東京大学大学院理学系研究科の渡部裕介・一色真理子大学院生(研究当時)と大橋順准教授は、都道府県レベルで日本人約11,000名の遺伝的集団構造を調べ、現代日本人の遺伝的構造は各都道府県における縄文人と渡来人の混血の程度と地理的位置関係によって特徴づけられることを示した。

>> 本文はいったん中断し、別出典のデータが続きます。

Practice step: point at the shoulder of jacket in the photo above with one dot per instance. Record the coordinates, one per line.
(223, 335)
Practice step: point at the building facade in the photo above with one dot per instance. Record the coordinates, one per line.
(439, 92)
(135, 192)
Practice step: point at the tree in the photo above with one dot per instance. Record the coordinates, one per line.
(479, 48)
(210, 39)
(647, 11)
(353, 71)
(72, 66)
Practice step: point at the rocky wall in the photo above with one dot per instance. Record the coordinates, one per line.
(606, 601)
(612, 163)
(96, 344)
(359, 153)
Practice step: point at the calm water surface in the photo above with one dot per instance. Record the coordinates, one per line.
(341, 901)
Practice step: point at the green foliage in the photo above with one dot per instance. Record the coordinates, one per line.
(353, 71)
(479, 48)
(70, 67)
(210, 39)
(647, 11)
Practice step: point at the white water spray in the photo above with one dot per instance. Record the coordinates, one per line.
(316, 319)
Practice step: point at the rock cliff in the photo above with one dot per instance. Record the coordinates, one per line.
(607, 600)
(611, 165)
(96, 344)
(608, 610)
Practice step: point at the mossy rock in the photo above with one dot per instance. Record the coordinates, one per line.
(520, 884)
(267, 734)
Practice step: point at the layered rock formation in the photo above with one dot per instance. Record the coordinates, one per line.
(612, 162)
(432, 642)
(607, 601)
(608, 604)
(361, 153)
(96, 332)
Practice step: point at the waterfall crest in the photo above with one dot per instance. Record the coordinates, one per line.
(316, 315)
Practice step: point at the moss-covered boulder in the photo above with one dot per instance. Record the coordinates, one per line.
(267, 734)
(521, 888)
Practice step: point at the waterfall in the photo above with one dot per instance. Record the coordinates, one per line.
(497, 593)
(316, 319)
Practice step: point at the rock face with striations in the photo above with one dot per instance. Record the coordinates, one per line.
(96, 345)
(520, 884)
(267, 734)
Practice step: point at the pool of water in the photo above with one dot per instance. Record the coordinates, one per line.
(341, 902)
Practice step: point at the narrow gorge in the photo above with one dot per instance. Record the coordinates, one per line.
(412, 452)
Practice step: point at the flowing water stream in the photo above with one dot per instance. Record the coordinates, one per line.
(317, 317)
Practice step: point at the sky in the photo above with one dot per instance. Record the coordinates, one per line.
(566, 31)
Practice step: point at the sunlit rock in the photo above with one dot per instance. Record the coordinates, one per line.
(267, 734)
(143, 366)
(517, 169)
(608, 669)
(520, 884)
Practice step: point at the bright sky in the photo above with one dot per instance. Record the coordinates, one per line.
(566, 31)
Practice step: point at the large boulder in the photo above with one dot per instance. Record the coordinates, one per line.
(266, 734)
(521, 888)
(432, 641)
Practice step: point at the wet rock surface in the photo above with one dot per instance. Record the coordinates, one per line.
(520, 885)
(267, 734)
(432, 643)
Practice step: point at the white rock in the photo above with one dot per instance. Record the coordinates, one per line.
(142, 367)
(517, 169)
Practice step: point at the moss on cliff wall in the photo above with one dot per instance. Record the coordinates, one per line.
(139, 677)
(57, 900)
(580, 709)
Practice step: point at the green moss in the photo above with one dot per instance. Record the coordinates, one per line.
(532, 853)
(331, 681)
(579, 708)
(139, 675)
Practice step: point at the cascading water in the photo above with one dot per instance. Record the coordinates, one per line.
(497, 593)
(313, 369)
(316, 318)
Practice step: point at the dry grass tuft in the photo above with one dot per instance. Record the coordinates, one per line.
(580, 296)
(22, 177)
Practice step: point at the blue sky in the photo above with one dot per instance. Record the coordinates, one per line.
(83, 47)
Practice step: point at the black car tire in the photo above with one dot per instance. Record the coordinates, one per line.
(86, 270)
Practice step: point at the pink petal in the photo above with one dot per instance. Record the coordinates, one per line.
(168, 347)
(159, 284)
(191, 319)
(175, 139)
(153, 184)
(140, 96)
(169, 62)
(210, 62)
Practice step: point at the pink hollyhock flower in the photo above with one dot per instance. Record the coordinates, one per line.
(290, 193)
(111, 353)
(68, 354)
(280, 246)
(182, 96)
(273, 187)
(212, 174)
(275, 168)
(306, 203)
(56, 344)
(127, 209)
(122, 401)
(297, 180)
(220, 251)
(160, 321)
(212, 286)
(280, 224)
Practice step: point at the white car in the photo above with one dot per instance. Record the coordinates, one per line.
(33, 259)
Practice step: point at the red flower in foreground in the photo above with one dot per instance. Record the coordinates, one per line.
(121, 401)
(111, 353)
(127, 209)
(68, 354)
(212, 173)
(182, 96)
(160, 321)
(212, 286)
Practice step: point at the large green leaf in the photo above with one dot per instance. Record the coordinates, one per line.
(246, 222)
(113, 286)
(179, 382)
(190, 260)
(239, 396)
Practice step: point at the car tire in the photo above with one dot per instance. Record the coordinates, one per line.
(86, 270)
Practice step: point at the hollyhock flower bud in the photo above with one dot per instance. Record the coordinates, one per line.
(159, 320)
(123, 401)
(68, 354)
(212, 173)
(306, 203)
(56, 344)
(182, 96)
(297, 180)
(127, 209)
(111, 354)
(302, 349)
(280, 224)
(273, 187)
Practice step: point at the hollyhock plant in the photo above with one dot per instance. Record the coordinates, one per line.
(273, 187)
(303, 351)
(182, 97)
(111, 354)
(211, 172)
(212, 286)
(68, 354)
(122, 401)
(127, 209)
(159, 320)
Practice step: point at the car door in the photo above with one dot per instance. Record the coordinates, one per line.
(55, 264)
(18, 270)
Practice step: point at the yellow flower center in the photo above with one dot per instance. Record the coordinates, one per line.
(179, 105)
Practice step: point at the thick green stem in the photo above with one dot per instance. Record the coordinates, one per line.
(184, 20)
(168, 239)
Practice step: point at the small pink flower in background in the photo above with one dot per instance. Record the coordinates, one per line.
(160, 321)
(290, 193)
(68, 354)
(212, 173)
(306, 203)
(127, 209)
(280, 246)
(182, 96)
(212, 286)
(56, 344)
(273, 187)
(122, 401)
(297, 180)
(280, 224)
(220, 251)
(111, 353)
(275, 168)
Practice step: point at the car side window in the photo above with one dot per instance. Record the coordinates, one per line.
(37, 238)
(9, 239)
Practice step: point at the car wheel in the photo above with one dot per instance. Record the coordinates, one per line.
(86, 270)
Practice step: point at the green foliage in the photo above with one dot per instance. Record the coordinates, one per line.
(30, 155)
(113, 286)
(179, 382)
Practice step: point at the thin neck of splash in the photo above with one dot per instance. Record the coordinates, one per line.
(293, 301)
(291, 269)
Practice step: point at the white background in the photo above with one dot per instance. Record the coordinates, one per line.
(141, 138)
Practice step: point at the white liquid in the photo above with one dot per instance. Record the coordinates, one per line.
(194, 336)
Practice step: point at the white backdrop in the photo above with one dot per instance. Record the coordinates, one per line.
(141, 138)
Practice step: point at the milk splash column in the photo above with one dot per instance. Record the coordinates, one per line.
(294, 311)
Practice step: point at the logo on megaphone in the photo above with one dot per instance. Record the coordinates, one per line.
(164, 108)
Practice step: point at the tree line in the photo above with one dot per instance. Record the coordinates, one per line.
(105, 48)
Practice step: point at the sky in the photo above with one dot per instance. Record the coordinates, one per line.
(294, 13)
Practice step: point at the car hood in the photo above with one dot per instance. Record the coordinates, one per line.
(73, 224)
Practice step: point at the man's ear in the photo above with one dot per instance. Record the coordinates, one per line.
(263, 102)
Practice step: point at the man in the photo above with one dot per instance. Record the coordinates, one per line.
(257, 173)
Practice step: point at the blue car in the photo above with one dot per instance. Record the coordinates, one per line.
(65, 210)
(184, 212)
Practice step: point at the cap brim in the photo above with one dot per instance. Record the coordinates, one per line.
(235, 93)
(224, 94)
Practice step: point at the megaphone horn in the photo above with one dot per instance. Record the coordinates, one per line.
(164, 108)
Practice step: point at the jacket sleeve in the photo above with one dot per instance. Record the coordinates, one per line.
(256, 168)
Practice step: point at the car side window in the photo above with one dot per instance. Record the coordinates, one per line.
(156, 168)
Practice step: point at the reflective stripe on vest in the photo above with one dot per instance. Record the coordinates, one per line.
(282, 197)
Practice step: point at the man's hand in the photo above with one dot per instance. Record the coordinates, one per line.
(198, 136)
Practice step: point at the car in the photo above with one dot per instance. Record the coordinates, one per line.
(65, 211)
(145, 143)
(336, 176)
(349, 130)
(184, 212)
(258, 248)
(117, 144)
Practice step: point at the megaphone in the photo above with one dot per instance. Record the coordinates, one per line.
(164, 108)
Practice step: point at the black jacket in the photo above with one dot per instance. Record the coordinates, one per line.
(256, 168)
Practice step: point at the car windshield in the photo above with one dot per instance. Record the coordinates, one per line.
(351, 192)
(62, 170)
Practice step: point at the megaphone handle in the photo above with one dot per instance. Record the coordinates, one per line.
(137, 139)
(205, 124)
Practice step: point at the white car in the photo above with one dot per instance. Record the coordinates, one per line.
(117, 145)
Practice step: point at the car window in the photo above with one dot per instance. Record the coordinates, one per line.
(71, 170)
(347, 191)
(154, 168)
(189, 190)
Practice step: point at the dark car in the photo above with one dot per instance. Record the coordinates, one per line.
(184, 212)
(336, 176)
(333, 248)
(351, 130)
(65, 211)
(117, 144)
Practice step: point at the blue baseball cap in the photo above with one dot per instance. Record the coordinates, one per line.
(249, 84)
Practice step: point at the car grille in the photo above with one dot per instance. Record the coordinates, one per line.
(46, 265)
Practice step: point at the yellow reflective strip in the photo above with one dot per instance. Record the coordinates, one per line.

現代の日本人(アイヌ人、琉球人、本土人)は、縄文人系統と渡来人系統の混血集団の子孫とされる。日本の7つの地域間の遺伝的異質性を指摘した先行研究では、中国・四国地方の県は含まれず、7地域に分割する妥当性や、詳細な遺伝的集団構造とその成因は明らかではなかった。また、地域間の遺伝的異質性が不明なため、日本人対象の疾患遺伝子関連研究では、集団階層化によるバイアス(偏り)を避けた検体収集が困難だった。
今回、研究グループはヤフー株式会社が提供するゲノム解析サービスの顧客11,069名の138,688か所の常染色体SNP(単塩基多型)遺伝子型データを用い、日本人の遺伝的集団構造を調べた。
クラスター分析により、47都道府県は沖縄県とそれ以外の都道府県に分かれ、沖縄県以外は九州・中国地方、東北・北海道地方、近畿・四国地方の3つのクラスターに大別された。関東・中部地方の各県は1つのクラスター内に収まらなかった。主成分分析の結果、第1主成分は沖縄県との遺伝的距離と関連し、第2主成分は緯度・経度と関連していた。この結果は、各都道府県の縄文人と大陸からの渡来人との混血の程度の違いと地理的位置関係が、現代日本人の遺伝的地域差形成の主要因とみられる。
今回の研究により、日本人の形成過程の理解が進み、疾患遺伝子関連研究において適切な検体収集地域の選定が可能になると期待される。